Avoid downtime while DNS changes propagate with Linux

Your business grow, you need more power, you want to change your hosting provider - there can be a lot of reasons to move production applications from one server to another. If there is no simple way to scale an application, plus you need to update DNS entries, there may be a downtime while these DNS changes propagate. Perhaps, some proxy servers, Google, Microsoft or whoever disrespect your shortened DNS TTL? I’ll combine some nice and uncommon Linux networking features to completely avoid that downtime.

Scenario and Prerequisites

Assume that your application runs on server old inside a Docker container, listening on ports 587 and 25 for incoming TCP connections. It should move to server new.

There is an important prerequisite: Both servers need to be connected to each other via Layer 2 (Data Link Layer). If you have two arbitrary servers that are not part of the same network, you will need a VPN. With OpenVPN, choose device tap for a Layer 2 connection. The following table summarises all assumptions in this example.

Property	Old Server	New Server
Hostname	old	new
VPN device ip	10.31.104.1	10.31.104.2
VPN device name	tun0	tun0
Application ports	TCP 587 and 25	TCP 587 and 25
Docker bridge network	172.18.0.0/16	172.19.0.0/16

In our scenario, we setup traffic forwarding from new to old first. The application will receive correct source ips, even if connections are routed through new. If you do simple proxying, all pass-through connections will have new’s ip as it’s source ip. The second step is to update the DNS entries to point to new and to wait until all clients connect to your application through new. Finally, we schedule a downtime and actually move the application from old to new.

Setup new server

First, new gets a simple and common NAT setup:

# Add DNAT rule to route traffic to old
iptables -t nat -A PREROUTING -p tcp -m multiport --dports 587,25 -j DNAT \
  --to-destination 10.31.104.1

# Add MASQUERADE rule for traffic coming from old's Docker
iptables -t nat -A POSTROUTING -s 172.18.0.0/16 -o eth0 -j MASQUERADE

# Enable routing
sysctl -w sysctl net.ipv4.ip_forward=1

Setup old server

Now, packets will arrive at new, but any replies back to the sender will just route through old’s public network interface instead of going back through new. Therefore, the sender will likely reject these reply packets, because he sent packets to new, and does not expect to receive replies from old. We cannot set new as a default gateway for old, this would cause a similiar problem, the other way round, for packets arriving at old.

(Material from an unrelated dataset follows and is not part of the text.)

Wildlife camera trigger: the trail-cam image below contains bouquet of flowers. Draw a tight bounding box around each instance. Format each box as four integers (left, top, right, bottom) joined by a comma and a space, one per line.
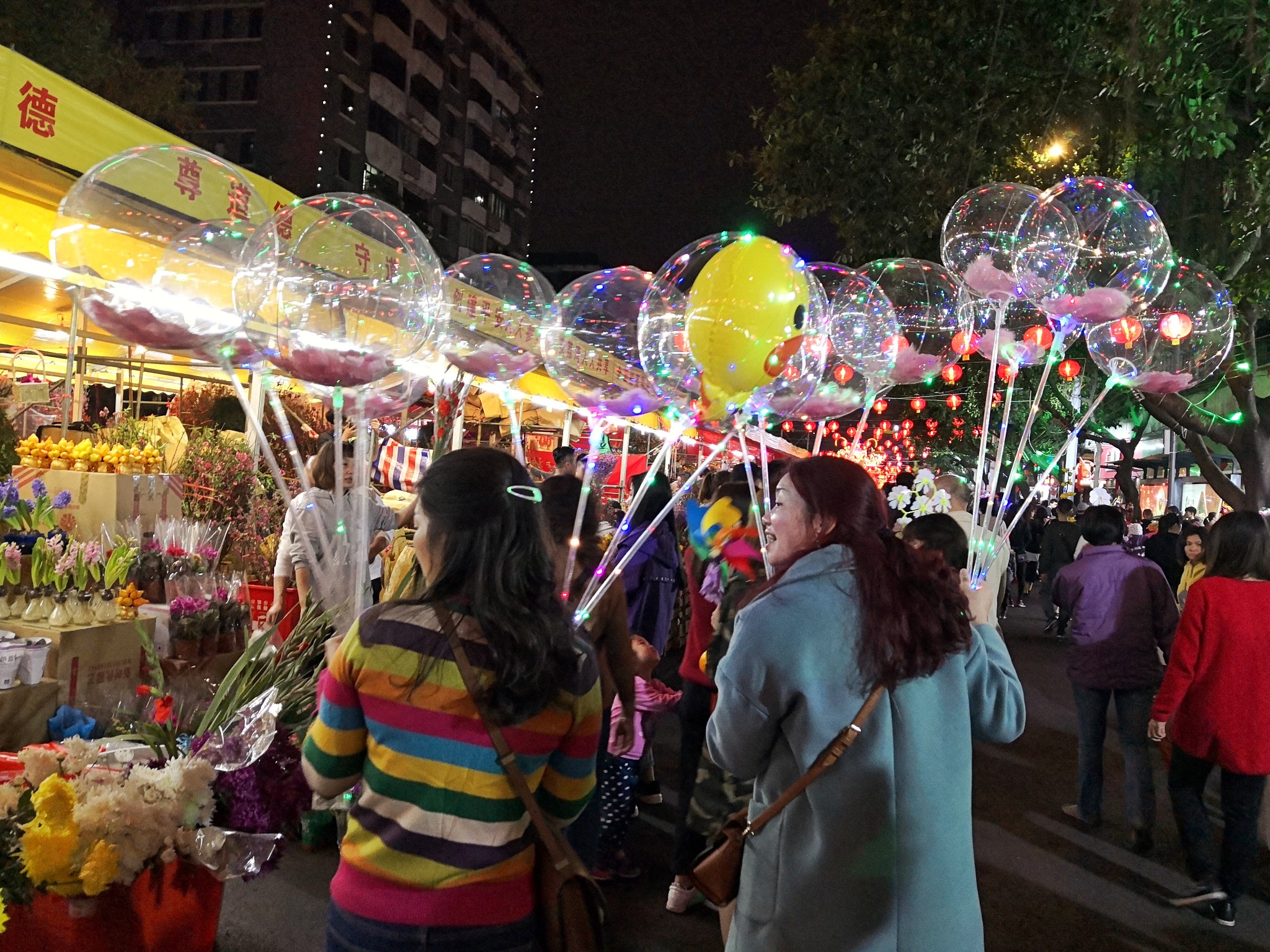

We’re going to use connection marking and multiple routing tables to solve this situation and route all packets correctly on new. By the way: If you run a system with two public network interfaces, you’ll need a similar solution.

The two following rule marks each connection coming from new upon establishing with mark 2:

iptables -t mangle -A PREROUTING -i tap0 -p tcp -m state --state NEW \
  -j CONNMARK --set-mark 2

The next one looks up and restores the connection mark, if present, for each packet that comes from any other interface (you may narrow this rule down further):

iptables -t mangle -A PREROUTING ! -i tap0 -p tcp -m state \
  --state RELATED,ESTABLISHED -j CONNMARK --restore-mark

You can read more about the CONNMARK target here and here.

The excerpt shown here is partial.